Table VII shows the estimated equations numbers 5 and 6 utilizing the MEM approach. This table shows that firms with a deficit will increase debt while firms with a surplus will decrease debt. The table also shows that firms with above-target debt and a financial surplus will decrease their overall debt much more than when they are facing a financial deficit. It also states that firms with below-target debt will issue a greater amount of debt in relation to their total assets while in a deficit when compared to how they act in a surplus.

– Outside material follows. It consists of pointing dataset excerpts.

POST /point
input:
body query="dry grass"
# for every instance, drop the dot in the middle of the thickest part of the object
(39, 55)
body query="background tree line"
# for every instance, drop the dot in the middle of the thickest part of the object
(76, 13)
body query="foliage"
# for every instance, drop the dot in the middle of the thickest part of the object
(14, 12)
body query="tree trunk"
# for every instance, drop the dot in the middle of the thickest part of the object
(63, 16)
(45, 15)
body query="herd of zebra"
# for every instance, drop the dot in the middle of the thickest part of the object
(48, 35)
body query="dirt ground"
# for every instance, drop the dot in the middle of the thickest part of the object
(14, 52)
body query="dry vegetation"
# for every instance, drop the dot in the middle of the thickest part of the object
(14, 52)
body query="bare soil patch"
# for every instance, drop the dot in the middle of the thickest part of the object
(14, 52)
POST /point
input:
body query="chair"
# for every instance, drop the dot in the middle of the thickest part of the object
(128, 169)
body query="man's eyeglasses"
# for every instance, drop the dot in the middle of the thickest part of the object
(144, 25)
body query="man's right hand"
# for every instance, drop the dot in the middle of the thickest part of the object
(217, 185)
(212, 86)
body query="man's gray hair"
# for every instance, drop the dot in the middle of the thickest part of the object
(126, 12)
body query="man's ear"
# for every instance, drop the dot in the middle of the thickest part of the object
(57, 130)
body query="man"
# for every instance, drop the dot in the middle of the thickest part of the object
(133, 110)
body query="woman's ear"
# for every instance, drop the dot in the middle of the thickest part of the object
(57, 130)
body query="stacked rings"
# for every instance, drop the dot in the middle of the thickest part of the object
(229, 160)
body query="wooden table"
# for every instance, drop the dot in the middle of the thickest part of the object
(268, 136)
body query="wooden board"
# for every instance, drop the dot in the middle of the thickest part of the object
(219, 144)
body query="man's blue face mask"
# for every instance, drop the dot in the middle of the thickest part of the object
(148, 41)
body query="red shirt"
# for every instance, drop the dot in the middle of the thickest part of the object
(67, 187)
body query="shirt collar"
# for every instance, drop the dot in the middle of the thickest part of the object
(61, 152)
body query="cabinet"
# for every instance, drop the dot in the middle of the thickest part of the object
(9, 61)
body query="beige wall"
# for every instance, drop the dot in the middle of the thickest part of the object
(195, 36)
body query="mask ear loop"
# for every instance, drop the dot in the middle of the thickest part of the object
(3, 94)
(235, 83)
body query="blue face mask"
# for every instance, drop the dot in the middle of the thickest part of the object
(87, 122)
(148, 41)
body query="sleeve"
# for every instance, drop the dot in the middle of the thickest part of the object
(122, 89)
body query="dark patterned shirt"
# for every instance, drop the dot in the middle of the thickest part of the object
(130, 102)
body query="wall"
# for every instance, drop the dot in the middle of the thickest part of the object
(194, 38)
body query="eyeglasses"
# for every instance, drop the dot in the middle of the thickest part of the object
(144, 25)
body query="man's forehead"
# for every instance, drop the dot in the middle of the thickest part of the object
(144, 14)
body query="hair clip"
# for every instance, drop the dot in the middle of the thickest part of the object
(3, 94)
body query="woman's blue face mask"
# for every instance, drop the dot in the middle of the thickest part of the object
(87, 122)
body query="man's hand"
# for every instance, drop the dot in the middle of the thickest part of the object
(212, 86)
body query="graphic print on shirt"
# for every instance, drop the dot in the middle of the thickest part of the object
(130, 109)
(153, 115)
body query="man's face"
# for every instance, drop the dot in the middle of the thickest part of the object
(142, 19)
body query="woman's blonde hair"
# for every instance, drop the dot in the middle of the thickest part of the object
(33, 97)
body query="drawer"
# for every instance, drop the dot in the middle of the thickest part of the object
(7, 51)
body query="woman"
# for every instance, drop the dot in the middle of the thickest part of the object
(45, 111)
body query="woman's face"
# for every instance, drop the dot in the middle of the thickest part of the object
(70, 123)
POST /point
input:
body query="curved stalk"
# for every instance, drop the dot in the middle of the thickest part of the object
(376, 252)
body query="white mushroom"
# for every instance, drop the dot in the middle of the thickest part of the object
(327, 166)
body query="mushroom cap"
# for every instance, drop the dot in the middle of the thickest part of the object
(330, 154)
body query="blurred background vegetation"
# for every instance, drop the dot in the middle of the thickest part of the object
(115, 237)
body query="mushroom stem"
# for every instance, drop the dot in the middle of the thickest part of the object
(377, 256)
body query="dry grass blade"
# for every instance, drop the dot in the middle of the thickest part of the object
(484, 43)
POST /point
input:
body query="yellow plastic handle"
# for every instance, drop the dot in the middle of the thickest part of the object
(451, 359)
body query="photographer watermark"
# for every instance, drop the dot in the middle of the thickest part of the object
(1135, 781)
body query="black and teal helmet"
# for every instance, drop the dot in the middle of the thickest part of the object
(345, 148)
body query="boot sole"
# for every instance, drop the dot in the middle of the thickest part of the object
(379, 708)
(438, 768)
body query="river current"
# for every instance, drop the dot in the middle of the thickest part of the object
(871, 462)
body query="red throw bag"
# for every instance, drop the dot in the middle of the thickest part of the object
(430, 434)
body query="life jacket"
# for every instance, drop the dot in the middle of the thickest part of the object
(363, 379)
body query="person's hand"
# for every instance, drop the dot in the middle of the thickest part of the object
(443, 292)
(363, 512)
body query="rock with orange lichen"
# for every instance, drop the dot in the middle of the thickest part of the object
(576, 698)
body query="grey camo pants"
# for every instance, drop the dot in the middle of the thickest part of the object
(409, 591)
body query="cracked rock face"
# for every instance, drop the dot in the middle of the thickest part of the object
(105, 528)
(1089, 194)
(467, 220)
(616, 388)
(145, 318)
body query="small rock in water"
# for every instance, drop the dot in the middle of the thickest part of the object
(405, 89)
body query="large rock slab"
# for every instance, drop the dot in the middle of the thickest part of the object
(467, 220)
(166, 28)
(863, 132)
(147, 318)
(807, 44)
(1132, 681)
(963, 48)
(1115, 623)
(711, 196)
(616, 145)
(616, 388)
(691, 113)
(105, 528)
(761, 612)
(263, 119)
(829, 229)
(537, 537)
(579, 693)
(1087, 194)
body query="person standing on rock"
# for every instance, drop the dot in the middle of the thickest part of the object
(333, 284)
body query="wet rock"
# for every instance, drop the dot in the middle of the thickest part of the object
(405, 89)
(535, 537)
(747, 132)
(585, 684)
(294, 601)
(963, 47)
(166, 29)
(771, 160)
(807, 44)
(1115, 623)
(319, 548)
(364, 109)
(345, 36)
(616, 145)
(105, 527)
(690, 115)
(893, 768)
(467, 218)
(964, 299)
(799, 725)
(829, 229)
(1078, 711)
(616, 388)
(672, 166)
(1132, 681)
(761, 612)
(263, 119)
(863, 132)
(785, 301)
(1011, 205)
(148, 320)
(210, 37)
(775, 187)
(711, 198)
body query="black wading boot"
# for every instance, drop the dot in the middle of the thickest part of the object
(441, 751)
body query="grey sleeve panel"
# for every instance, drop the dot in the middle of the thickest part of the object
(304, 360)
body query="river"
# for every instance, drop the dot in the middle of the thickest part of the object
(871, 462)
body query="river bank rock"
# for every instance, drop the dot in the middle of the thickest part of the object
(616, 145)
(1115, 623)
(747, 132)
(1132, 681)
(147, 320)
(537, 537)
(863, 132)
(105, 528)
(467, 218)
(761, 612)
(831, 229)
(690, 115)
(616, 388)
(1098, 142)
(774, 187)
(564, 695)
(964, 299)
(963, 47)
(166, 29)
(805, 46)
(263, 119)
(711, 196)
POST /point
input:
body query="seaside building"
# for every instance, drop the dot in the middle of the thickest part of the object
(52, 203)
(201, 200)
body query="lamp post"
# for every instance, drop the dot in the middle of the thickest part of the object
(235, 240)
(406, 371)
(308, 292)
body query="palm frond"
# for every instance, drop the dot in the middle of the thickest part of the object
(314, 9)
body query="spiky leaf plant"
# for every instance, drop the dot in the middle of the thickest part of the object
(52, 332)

These results do not surprise me as it makes sense that a firm with above-targeted debt and who is currently experiencing a financial surplus would be more likely to decrease their debt. When a firm is in debt that is higher than they targeted for and they have surplus funds I would assume that they are utilizing those funds to decrease their debt which is what this proves. A firm never wants to be in too much debt so when they can reduce it, they will.

6. Conclusions

The study found that most adjustments occur when firms have above-target debt with a financial surplus or below-target debt with a financial deficit. Therefore, financial deficit or surplus has a significant influence on capital structure changes, yet in a different way then what was originally discussed with the traditional pecking order theory. This is important for someone in finance because it takes into consideration speed as a variable which sheds a new light on the topic when compared to the traditional pecking order theory. It shows that when speed of the adjustment is considered it changes the results and how firms approach capital structure adjustments.

If I were to replicate this study and write a similar article, I would increase the amount of data being used and only use more recent data. This study used data from 1971 to 2003 from only one database. While that database is extremely large, I would have tried to narrow down the time frame to the most recent 15 years available and attempted to pull data from a couple more sources including internationally in order to see if that would differ the results at all.